Amelia Peabody 02: Der Fluch des Pharaonengrabes
nachdem Baskerville zusammengebrochen war, und bereitete dann mit ihrer Hutnadel dem Leben seiner Lordschaft ein Ende. Aber – einen Moment mal – niemand hat etwas von einer Abschürfung auf Baskervilles Gesicht gesagt …«
»Dr. Dubois wäre es nicht einmal aufgefallen, wenn man dem Mann die Kehle durchgeschnitten hätte«, sagte ich. »Aber, um ihm nicht unrecht zu tun, er suchte nach der Todesursache, nicht aber nach einer kleinen Beule am Kiefer oder am Kinn. Außerdem scheint Lord Baskerville besonders begabt darin gewesen zu sein, sich selbst zu verstümmeln. Vermutlich hatte er Abschürfungen, Schnitte und Schrammen am ganzen Körper.«
»Gut.« O’Connell schrieb das nieder. »Also lief Armadale fort – vermutlich verkleidete er sich als Einheimischer und versteckte sich in den Hügeln. Ich bin überrascht, daß er nicht heimlich das Land verlassen hat.«
»Ohne seine Geliebte?« entgegnete ich. »Ich bezweifle, daß der Geisteszustand des jungen Mannes als normal bezeichnet werden konnte. Die entsetzliche Tat, die er seiner Meinung nach begangen hatte, brachte ihn um den Verstand, was es ihm unmöglich machte, in irgendeiner Weise vernünftig zu handeln. Falls er gestehen wollte, hinderte ihn wahrscheinlich der Gedanke daran, daß er dann auch die Frau, die er liebte, als Komplizin beschuldigen mußte. Aber als Lady Baskerville zurückkehrte, konnte er es nicht länger ertragen. Er kam nachts an ihr Fenster und wurde dabei von Hassan beobachtet.

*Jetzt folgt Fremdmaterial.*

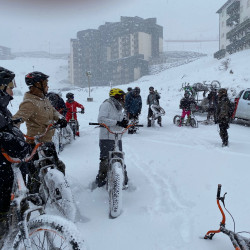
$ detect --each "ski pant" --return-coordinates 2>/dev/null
[219,122,229,143]
[148,107,161,127]
[98,140,122,179]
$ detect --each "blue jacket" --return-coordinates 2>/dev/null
[125,91,142,115]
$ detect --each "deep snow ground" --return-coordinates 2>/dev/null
[1,47,250,250]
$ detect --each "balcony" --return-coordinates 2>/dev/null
[227,18,250,40]
[226,13,240,27]
[227,1,240,16]
[214,49,226,60]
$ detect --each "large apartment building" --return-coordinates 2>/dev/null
[214,0,250,59]
[69,17,163,86]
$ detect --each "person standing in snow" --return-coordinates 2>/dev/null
[96,88,128,187]
[125,87,142,134]
[179,91,196,127]
[147,87,162,127]
[0,67,31,246]
[66,93,84,136]
[13,71,67,193]
[215,88,231,147]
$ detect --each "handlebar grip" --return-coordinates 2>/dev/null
[89,122,100,125]
[217,184,221,199]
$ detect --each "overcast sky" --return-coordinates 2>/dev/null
[0,0,226,53]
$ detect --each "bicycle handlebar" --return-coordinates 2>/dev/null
[1,123,55,163]
[89,122,143,134]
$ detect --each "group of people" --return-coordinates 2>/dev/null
[0,67,84,248]
[179,88,234,146]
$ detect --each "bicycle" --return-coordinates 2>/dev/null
[149,103,165,127]
[89,122,143,218]
[1,128,86,250]
[173,110,198,128]
[204,184,250,250]
[68,111,82,140]
[25,124,77,222]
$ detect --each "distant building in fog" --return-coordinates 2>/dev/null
[69,17,163,86]
[214,0,250,59]
[0,46,14,60]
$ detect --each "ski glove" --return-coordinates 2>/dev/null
[116,118,128,128]
[56,118,67,128]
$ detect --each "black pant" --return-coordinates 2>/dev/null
[219,122,229,143]
[148,108,161,127]
[0,159,14,214]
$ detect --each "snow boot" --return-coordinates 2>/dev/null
[96,159,108,187]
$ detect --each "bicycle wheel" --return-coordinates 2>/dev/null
[108,162,123,218]
[173,115,181,126]
[44,169,77,222]
[13,215,87,250]
[190,118,198,128]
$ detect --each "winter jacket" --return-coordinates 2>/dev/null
[46,92,67,116]
[0,91,30,162]
[125,91,142,115]
[66,101,84,122]
[147,91,161,107]
[98,97,124,140]
[207,91,218,108]
[180,97,196,111]
[13,92,62,143]
[216,95,231,123]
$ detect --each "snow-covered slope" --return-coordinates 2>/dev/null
[0,50,250,250]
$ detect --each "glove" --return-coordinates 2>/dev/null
[56,118,68,128]
[116,118,128,128]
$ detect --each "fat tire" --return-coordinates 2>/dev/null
[108,162,123,218]
[173,115,181,126]
[190,118,198,128]
[13,215,87,250]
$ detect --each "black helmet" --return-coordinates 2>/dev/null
[218,88,227,96]
[133,87,141,95]
[25,71,49,87]
[66,93,74,99]
[184,91,190,97]
[0,67,15,86]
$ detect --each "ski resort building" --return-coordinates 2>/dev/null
[69,17,163,86]
[214,0,250,59]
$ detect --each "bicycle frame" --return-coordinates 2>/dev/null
[204,184,250,250]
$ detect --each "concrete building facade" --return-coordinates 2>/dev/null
[69,17,163,86]
[214,0,250,59]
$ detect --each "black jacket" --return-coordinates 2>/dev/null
[180,97,196,111]
[0,91,30,161]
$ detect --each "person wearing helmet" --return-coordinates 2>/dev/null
[13,71,67,193]
[46,92,67,117]
[125,87,142,134]
[0,67,31,244]
[126,87,133,95]
[66,93,84,136]
[215,88,231,147]
[207,89,218,121]
[179,91,196,127]
[147,86,162,127]
[96,88,128,187]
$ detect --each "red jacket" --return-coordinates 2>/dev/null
[66,101,84,122]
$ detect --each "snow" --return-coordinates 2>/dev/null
[0,47,250,250]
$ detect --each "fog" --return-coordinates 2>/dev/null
[0,0,226,53]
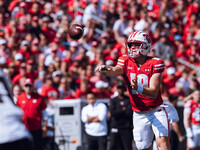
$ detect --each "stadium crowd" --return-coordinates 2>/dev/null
[0,0,200,100]
[0,0,200,149]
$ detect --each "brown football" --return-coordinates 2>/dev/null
[68,24,84,40]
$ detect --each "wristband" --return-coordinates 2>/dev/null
[137,85,144,94]
[186,128,193,137]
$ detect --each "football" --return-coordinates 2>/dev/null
[68,24,84,40]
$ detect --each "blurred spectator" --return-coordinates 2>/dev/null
[34,71,46,94]
[177,70,190,92]
[169,82,186,100]
[105,3,119,28]
[26,59,38,81]
[0,70,32,150]
[12,63,26,86]
[42,101,59,150]
[81,92,108,150]
[12,84,22,104]
[92,80,111,98]
[83,0,102,25]
[74,80,90,98]
[113,10,128,42]
[59,76,75,99]
[40,74,60,100]
[163,67,181,90]
[186,77,200,96]
[17,78,46,150]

Der Dummkopf versuchte, Lady Baskerville zu erpressen – denn er hatte natürlich gesehen, welchem Fenster Armadale sich genähert hatte. Sie beseitigte beide in der nächsten Nacht. Armadale in der Höhle, wo sie sich mit ihm verabredet hatte, und Hassan auf dem Rückweg, als er sie abfing. Ich bin nicht überrascht, daß sie am Morgen so einen erschöpften Eindruck machte.«
»Aber was ist mit …«
»Jetzt ist es genug«, sagte ich und erhob mich. »Arthur hat mehr Aufregung gehabt, als er verkraften kann. Mary, bleiben Sie bei ihm und kümmern sich darum, daß er Ruhe bekommt? Sobald die gute Schwester aus ihrem wohlverdienten Schlaf aufgewacht ist, werde ich sie schicken, damit sie Sie ablöst.«
Als wir das Zimmer verließen, sah ich, wie Arthur nach Marys Hand griff. Mary errötete und senkte den Blick. Ich hatte alles so gut arrangiert, wie ich konnte, der Rest blieb den beiden überlassen. Ich wich Mr. O’Connells vorwurfsvollem Blick aus und ging voraus in den Salon.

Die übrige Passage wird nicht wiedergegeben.